Den genauen Streckenverlauf und auch das Live Tracking (Dot Watching) während dem Event könnt ihr unter folgendem Link sehen:
https://www.followmychallenge.com/live/rai775
Ablauf
Nach der langen Anfahrt heute, werde ich am Donnerstag vor Ort noch den obligatorischen COVID-19 Test absolvieren, das Equipment präparieren und mich auf einer letzten lockeren Trainingsrunde akklimatisieren. Am Freitag rolle ich dann um 9:56Uhr von der Startrampe. Da es sich um ein Straßen- und kein MTB-Rennen handelt, sollte ich, wenn unterwegs alles glatt läuft, am Samstagabend im Ziel eintrudeln. Die obligatorische Zielpizza wird mich auf jeden Fall motivieren nicht zu trödeln, um nicht Gefahr zu laufen, dass die Pizzeria im Zielbereich schon geschlossen hat.

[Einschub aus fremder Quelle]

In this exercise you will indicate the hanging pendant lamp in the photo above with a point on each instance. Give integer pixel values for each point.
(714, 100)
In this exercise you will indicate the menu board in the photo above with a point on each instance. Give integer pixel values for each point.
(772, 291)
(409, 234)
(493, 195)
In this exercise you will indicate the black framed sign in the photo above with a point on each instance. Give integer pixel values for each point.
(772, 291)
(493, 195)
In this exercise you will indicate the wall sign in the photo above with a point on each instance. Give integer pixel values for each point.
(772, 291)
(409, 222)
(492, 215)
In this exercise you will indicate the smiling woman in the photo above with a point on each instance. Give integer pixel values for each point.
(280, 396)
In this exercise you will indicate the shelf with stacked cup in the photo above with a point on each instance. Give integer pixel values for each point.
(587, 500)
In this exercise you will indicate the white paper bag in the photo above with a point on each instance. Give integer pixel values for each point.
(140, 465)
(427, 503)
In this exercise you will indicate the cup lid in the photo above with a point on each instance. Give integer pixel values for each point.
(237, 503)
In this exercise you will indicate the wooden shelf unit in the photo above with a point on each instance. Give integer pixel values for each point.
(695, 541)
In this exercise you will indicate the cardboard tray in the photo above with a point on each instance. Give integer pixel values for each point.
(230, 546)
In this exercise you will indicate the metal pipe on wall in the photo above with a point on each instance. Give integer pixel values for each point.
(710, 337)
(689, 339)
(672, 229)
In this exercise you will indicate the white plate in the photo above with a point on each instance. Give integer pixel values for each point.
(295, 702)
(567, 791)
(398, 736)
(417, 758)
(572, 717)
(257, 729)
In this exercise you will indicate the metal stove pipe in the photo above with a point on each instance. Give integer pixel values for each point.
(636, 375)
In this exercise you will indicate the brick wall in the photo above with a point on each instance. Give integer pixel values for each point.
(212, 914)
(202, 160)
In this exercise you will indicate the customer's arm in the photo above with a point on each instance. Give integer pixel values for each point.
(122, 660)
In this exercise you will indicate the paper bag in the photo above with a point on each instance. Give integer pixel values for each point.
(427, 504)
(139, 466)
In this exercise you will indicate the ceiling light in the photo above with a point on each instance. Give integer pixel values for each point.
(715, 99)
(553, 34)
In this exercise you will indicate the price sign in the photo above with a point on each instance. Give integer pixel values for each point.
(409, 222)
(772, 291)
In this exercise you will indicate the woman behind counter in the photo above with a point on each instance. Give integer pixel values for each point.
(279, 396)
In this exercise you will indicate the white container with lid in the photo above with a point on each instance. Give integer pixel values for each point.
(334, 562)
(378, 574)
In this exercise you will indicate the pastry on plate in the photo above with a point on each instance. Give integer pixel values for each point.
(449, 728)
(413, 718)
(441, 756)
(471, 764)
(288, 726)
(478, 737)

Ich freue mich aber natürlich auch wieder über „Anfeuerungsrufe“ von euch aus der Ferne über die Social-Media Kanäle, wenn es bis zur Pizza als alleinige Motivation noch etwas weit ist. 😉
Vorbereitung
Materialseitig darf endlich auch mein Orbea ORCA erstmals Rennluft schnuppern. Ausgestattet mit Wolfpack Pneus, Sponser Verpflegung, Royal Bike Wear Klamotten und einer optimierten Sitzposition von meinem Coach Thorsten Witt (https://witt-training.de/) wird es auf jeden Fall nicht am Equipment scheitern 😊

Die körperliche Vorbereitung war allerdings die letzten Wochen nochmals richtig spannend. Am 16.4. habe ich beim Aufstehen von einem Tisch saudumm mein linkes Bein am Tischfuß eingefädelt. Die Schmerzen beim Weglaufen, als mein Fuß einfach stehen geblieben ist, hielten sich unmittelbar danach noch im Rahmen. So dass ich eigentlich dachte, dass sich das Problem mit ein oder zwei Tagen humpeln von allein erledigen würde. Als über Nacht die Schmerzen aber massiv wurden, und ich auch liegend keine schmerzfreie Position mehr einnehmen konnte, hat mich die Sorge am nächsten Tag doch zum Arzt getrieben. Die erste Diagnose mit Verdacht auf knöchernen Bandabriss an der linken Hüfte hat mich ziemlich schockiert. Zum Glück gab es nach weiteren Untersuchungen die kommenden Tage (2x Röntgen, 1x MRT) Entwarnung. „Nur“ eine Zerrung an der Verbindung des Rectus Femoris mit dem Becken, die sich entzündet bzw. Flüssigkeit angelagert hatte. Nach ein paar Tagen sind die akuten Schmerzen abgeklungen, was zum einen ein echter Booster für meine Nachtruhe war, und zum anderen auch den Start mit leichter, regenerativer Bewegung auf der Rolle wieder ermöglicht hat. Zum Glück verlief die weitere Heilung im Turbogang und ich konnte bereits am darauffolgenden Wochenende wieder stärker belasten und nach und nach auch die Trainingsintensität wieder hochfahren. Die Zwangspause kam zwar zur Unzeit in der letzten heißen Phase der Vorbereitung, aber ich hoffe inständig, dass ich während dem Rennen keine Probleme mehr bei der langen Belastung bekommen werde. Ob es geklappt hat, wissen wir dann am Samstag – drückt mir die Daumen.